É o caso de “Saudade o meu remédio é transar”, que distorce o verso “Saudade o meu remédio é cantar”, do baião “Que nem jiló”, de Luiz Gonzaga. Ou “Eles chamam de morro, nós chamamos de casa”, inspirada no projeto performático “They call it chaos, we call it home” (“Eles chamam isso de caos, nós chamamos isso de lar”, em tradução livre) descoberto por Beltrão em Istambul.

 


Em alguns casos, a forma se sobressai ao conteúdo em lambes que se aproximam muito dos versos de Pedro Xisto.
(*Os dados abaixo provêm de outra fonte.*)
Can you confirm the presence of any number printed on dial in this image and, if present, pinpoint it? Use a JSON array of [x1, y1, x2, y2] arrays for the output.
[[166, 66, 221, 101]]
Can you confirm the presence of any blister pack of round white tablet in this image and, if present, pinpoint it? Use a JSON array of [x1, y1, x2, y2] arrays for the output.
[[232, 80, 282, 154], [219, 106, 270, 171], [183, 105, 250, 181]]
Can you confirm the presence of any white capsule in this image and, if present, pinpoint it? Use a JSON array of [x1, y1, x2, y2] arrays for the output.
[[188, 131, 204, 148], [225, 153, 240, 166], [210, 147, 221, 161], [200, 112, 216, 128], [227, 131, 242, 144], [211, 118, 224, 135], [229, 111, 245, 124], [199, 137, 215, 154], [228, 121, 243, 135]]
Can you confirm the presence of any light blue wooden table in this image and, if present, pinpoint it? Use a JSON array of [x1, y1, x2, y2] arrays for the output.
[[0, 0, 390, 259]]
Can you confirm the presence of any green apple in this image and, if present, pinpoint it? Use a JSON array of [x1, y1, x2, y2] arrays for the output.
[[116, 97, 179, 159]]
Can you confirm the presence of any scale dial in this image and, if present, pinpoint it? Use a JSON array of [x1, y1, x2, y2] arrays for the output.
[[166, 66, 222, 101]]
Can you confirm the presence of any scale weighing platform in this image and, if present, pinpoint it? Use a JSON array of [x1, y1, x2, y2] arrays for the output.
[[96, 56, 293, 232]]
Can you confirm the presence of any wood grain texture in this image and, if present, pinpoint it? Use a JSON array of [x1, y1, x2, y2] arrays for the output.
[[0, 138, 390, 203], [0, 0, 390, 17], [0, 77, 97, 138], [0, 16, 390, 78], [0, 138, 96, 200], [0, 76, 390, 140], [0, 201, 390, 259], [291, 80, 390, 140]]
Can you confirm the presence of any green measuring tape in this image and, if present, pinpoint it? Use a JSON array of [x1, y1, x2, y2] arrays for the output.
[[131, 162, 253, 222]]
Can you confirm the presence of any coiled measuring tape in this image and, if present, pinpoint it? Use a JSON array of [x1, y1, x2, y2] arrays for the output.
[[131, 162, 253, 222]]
São textos nos quais as letras têm tamanhos diferentes e as palavras são separadas de modo não convencional.

 


“Como esses poemas são impressos em lambes e colocados na rua, é preciso condensar o máximo possível. Dizer muito com pouco. Essa talvez seja a maior dificuldade. Mas é como diz o (Carlos) Drummond (de Andrade): ‘Escrever é cortar palavras’. E esse exercício é prazeroso, tanto que faço isso todos os dias há quase 10 anos”, afirma Beltrão.

 


Oficinas gratuitas

 

Leonardo Beltrão prepara uma série de oficinas gratuitas de lambe-lambe, que serão realizadas em centros culturais de BH. A primeira será na próxima sexta (26/4), no Centro Cultural Padre Eustáquio (14h30 às 18h30). A segunda ocorre em 11 de maio, no Centro Cultural Vila Fátima (13h às 17h).

 

A seguinte está marcada para 15 de maio, no Centro Cultural Venda Nova (14h às 18h). Em 15 de junho será a vez do Centro Cultural São Bernardo, a partir das 10h. As oficinas são abertas ao público, sem necessidade de inscrição prévia.